I reminded them of our time together in yoga, when I invite them to take off their shoes and socks. “Now,” I said, “I’m not going to invite you to take off your shoes and socks. I’m going to tell you to take them off. We cannot do our wacky Wednesday creative fun unless you take them off.” Giggles and talking increased as they hurried to their cubbies and back again — with feet bared!
Paper was taped to the floor in front of each chair. Plastic egg cartons filled with paint, rested on paper towels. I encouraged them to guess what we might be doing.
“We’re going to paint with our feet!” … “Yes,” I said, “but how?”
“We’ll stick our feet in the paint!” … “Good guess, but no. We’re actually going to use a paint brush.”
“We’ll paint our feet and put them on the paper!” …”OH! Great idea, but no.”
“We’ll paint our toe nails!” … “That would be fun, but not today.”
They continued guessing, each building on the next. They were doing a lovely job thinking divergently. They showed some fluency, flexibility, and elaboration – each idea building upon the ones that came before, informed by my responses.
Finally, nearly jumping out of her chair, R. said “I know! We’re going to hold the paintbrush in our toes!!!!!” …. “YES!”
Laughter and conversation erupted in the room – making it nearly impossible for me to speak and be heard. I encouraged their enthusiasm, but asked them to do try to stay quiet until we began. They contained themselves, as best as they could, and after some brief instruction and encouragement, they began.
Some jumped in with both feet — pun-intended, lol — and used their toes to grip their pencil, and write their name.
When M. finished writing she said, “That was hard. And it doesn’t look very good. It’s messy.” … “No way!” I replied. “That’s fantastic! You did that with your toes! How awesome is that?”
Was it as good as she could do with her fingers? No. But did that matter? Was that the right criterion to use to evaluate it? No! Her process and product were remarkable. She gripped the pencil with her toes. Figured out how to create each letter in her name, and wrote them in a rather straight line! Perhaps most importantly, she showed great initiative, courage, and grit, and I wanted to acknowledge that for her.

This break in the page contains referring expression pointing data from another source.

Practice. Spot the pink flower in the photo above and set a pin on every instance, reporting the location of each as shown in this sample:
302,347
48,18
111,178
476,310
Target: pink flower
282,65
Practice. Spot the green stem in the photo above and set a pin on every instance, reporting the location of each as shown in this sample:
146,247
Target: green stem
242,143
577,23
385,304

Everyone joined in the fun — even me. My students were enthusiastic and joy-filled painters — quite willing to try, and try again.
I was surprised by my reaction to the experience. It was hard! Hard to hold the paintbrush. Hard to figure out how to dip it in the paint. Hard to guide it on the paper. Just hard!
I did it, but I didn’t enter into the experience like they did. I think their were multiple reasons why. Each is worthy of my thought, consideration and remembering as I continue to work with my students, and for my own growth as a creative and an educator.
Here are some of the things I noticed:
- My support of my students — in word and presence — is powerful.
- Time to practice and play with the tools and process before beginning is important.
- Embracing positive thoughts about ourselves as artists and learners is essential.
- Adopting the joy, freedom and openness of a beginner’s mind is helpful.
My students often return the favor and support me with their word and presence. Today I didn’t have the opportunity to allow them to support me. I also didn’t have the time to practice and experiment before beginning. But perhaps most interesting to me, unlike my students, I didn’t immediately embrace positive thoughts about myself or my process, and I didn’t adopt the the joy, freedom and openness of the beginner’s mind.
I can learn so much from my students. They are truly fantabulous!